A significance level that is computed by taking the value of the test statistic for the systems and determining how likely a large or larger value could have occurred under the null hypothesis. This probability of the experimental criterion score given the distribution created by the null hypothesis is also known as the p-value.

Statistical testing methods that are commonly used for IR include the sign test, paired Wilcoxon signed rank test, Friedman test, and Student’s t-test [141278]. In later chapters (except Chapter 6), we use the paired Wilcoxon signed rank test [343], although recent work has indicated some potential issues with this particular test [287]. The null hypothesis of this test is that the results produced by both systems are sampled from the same distribution; in particular that the median difference between pairs of observations is zero. It proceeds as follows. First, it transforms each instance (a pair of observations, i.e., the scores on a retrieval metric for two systems on a particular topic) into absolute values. Then, zero differences are removed and the remaining differences are ranked from lowest to highest. After the signs (that were removed in the first step) are reattributed to the ranks (hence the name signed rank test), the test statistic is calculated. For sample sizes greater than 25, a normal approximation to this statistic exists. Related to this number is the minimum number of topics one needs to assess to account for the variance in evaluation measures over different topics; 50 topics has been found to be a suitable minimum by Buckley and Voorhees [49], whereas Sanderson and Zobel [278] indicate significant improvements on 25 or less topics does not guarantee that this result will be repeatable on other sets of topics. All of the topic sets we use later in the thesis consist of at least 25 topics, as we describe in the next section.
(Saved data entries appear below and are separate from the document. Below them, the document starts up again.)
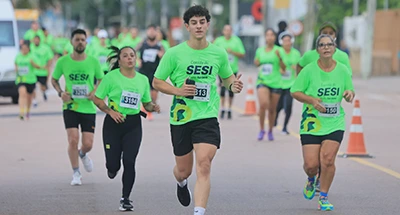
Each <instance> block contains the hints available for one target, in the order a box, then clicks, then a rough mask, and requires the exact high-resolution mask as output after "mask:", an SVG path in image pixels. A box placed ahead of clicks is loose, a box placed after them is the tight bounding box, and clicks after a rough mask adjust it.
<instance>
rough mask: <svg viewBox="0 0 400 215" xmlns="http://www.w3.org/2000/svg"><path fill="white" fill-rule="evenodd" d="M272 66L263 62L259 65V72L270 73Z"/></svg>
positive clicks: (270, 73) (262, 72) (269, 74)
mask: <svg viewBox="0 0 400 215" xmlns="http://www.w3.org/2000/svg"><path fill="white" fill-rule="evenodd" d="M273 68H274V66H273V65H272V64H263V65H262V66H261V74H263V75H270V74H271V73H272V70H273Z"/></svg>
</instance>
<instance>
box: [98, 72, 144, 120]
mask: <svg viewBox="0 0 400 215" xmlns="http://www.w3.org/2000/svg"><path fill="white" fill-rule="evenodd" d="M95 95H96V97H97V98H99V99H104V98H105V97H108V106H109V107H110V108H111V109H112V110H114V111H117V112H119V113H121V114H123V115H124V116H126V115H135V114H138V113H139V112H140V102H143V103H148V102H151V97H150V84H149V79H148V78H147V77H146V76H144V75H142V74H140V73H138V72H136V75H135V77H133V78H127V77H125V76H124V75H122V74H121V72H120V70H119V69H115V70H113V71H111V72H109V73H107V75H106V76H104V79H103V80H102V81H101V83H100V85H99V87H98V88H97V90H96V94H95Z"/></svg>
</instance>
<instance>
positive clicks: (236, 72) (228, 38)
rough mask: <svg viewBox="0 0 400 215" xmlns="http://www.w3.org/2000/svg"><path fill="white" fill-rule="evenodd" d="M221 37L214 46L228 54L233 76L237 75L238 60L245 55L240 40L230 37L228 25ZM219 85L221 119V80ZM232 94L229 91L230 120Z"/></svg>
mask: <svg viewBox="0 0 400 215" xmlns="http://www.w3.org/2000/svg"><path fill="white" fill-rule="evenodd" d="M222 34H223V36H220V37H218V38H217V39H216V40H215V41H214V44H215V45H217V46H219V47H221V48H223V49H225V50H226V52H228V59H229V63H230V65H231V68H232V71H233V74H235V76H236V75H237V73H238V71H239V58H243V57H244V54H245V50H244V46H243V43H242V40H240V38H239V37H237V36H234V35H232V27H231V26H230V25H225V26H224V29H223V31H222ZM220 83H221V93H220V96H221V107H222V108H221V118H222V119H223V118H224V116H225V92H226V91H227V90H226V88H225V87H224V86H223V83H222V80H221V78H220ZM233 95H234V94H233V92H232V91H229V104H228V110H227V112H228V119H231V118H232V111H231V109H232V103H233Z"/></svg>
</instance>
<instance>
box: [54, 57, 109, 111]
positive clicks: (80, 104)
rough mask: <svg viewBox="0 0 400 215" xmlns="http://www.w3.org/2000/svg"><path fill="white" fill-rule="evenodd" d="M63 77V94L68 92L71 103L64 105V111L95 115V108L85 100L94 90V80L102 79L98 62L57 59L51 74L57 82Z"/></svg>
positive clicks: (69, 102)
mask: <svg viewBox="0 0 400 215" xmlns="http://www.w3.org/2000/svg"><path fill="white" fill-rule="evenodd" d="M62 75H64V78H65V92H69V93H70V94H71V96H72V99H73V100H72V101H70V102H67V103H64V105H63V109H64V110H72V111H75V112H79V113H86V114H95V113H96V106H95V105H94V103H93V102H92V101H90V100H89V99H88V98H87V94H89V93H90V92H91V91H93V89H94V80H95V78H96V79H97V80H100V79H102V78H103V76H104V73H103V71H101V69H100V63H99V61H98V60H97V59H96V58H94V57H92V56H87V57H86V59H85V60H83V61H75V60H73V59H72V58H71V55H65V56H62V57H61V58H60V59H58V61H57V64H56V67H55V69H54V72H53V78H54V79H56V80H58V79H60V77H61V76H62Z"/></svg>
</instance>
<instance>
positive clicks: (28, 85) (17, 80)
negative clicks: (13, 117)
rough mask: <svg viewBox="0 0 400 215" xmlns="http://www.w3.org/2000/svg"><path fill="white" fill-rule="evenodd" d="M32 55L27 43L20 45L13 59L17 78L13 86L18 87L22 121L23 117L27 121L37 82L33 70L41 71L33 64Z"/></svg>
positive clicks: (37, 65)
mask: <svg viewBox="0 0 400 215" xmlns="http://www.w3.org/2000/svg"><path fill="white" fill-rule="evenodd" d="M36 60H37V59H35V57H34V55H33V54H32V53H31V52H30V48H29V41H26V42H23V43H22V44H21V51H20V53H18V54H17V57H16V58H15V72H16V73H17V78H16V80H15V84H16V85H17V87H18V94H19V98H18V104H19V118H20V119H21V120H24V115H25V116H26V118H27V119H29V112H30V107H31V105H32V99H33V92H34V91H35V84H36V82H37V78H36V74H35V71H34V68H36V69H43V67H40V66H38V65H37V64H35V63H34V61H36Z"/></svg>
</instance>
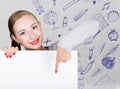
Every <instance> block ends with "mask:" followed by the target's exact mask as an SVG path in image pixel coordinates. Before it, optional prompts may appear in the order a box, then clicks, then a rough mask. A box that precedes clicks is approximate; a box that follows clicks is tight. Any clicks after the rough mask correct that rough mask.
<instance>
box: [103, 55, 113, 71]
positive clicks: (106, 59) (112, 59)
mask: <svg viewBox="0 0 120 89" xmlns="http://www.w3.org/2000/svg"><path fill="white" fill-rule="evenodd" d="M114 60H115V57H113V58H111V57H104V58H103V59H102V65H103V66H104V67H105V68H107V69H113V67H114V66H115V61H114Z"/></svg>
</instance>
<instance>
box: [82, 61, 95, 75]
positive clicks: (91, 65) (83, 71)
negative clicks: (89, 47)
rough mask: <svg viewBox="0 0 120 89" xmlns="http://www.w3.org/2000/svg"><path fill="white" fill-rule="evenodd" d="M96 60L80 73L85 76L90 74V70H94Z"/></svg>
mask: <svg viewBox="0 0 120 89" xmlns="http://www.w3.org/2000/svg"><path fill="white" fill-rule="evenodd" d="M94 62H95V60H93V61H92V62H90V63H88V64H87V66H86V68H85V69H84V70H83V69H82V71H81V72H80V74H81V75H85V74H86V73H88V72H89V71H90V69H91V68H92V66H93V64H94Z"/></svg>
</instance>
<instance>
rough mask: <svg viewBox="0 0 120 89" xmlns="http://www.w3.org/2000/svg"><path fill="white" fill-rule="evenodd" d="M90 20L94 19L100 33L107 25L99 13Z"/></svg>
mask: <svg viewBox="0 0 120 89" xmlns="http://www.w3.org/2000/svg"><path fill="white" fill-rule="evenodd" d="M92 19H95V20H97V21H98V22H99V30H100V31H101V30H103V29H104V28H105V27H107V26H108V25H109V24H108V22H107V21H106V20H105V18H104V17H103V15H102V14H101V13H98V14H96V15H95V16H93V18H92ZM99 33H100V32H99Z"/></svg>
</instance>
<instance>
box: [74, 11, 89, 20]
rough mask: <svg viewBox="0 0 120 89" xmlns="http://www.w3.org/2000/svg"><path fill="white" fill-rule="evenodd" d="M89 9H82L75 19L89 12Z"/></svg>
mask: <svg viewBox="0 0 120 89" xmlns="http://www.w3.org/2000/svg"><path fill="white" fill-rule="evenodd" d="M87 11H88V9H85V10H83V11H81V12H80V13H79V14H78V15H77V16H75V17H74V18H73V21H75V22H76V21H78V20H79V19H80V18H82V17H83V16H84V15H85V14H86V13H87Z"/></svg>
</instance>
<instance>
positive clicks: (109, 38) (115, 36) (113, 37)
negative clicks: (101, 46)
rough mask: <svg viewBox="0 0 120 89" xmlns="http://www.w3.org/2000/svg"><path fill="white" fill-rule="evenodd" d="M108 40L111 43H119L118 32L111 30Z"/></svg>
mask: <svg viewBox="0 0 120 89" xmlns="http://www.w3.org/2000/svg"><path fill="white" fill-rule="evenodd" d="M108 38H109V39H110V41H117V40H118V38H119V34H118V32H117V31H116V30H114V29H113V30H111V31H110V32H109V34H108Z"/></svg>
In the thesis, we look for improvements at the p < 0.05 level, indicated with a ‘*’. All reported p-values are for two-sided tests. In Chapter 6 we compare multiple methods. There, we use a one-way analysis of variance (ANOVA) test which is a common test when there are more than two systems or methods to be compared. It simultaneously tests for differences in the average score of each method, correcting for the effects of the individual queries. We subsequently use the Tukey-Kramer test to determine which of the individual pairs are significantly different. We use a bold-faced font in the result tables to indicate the best performing model in our result tables.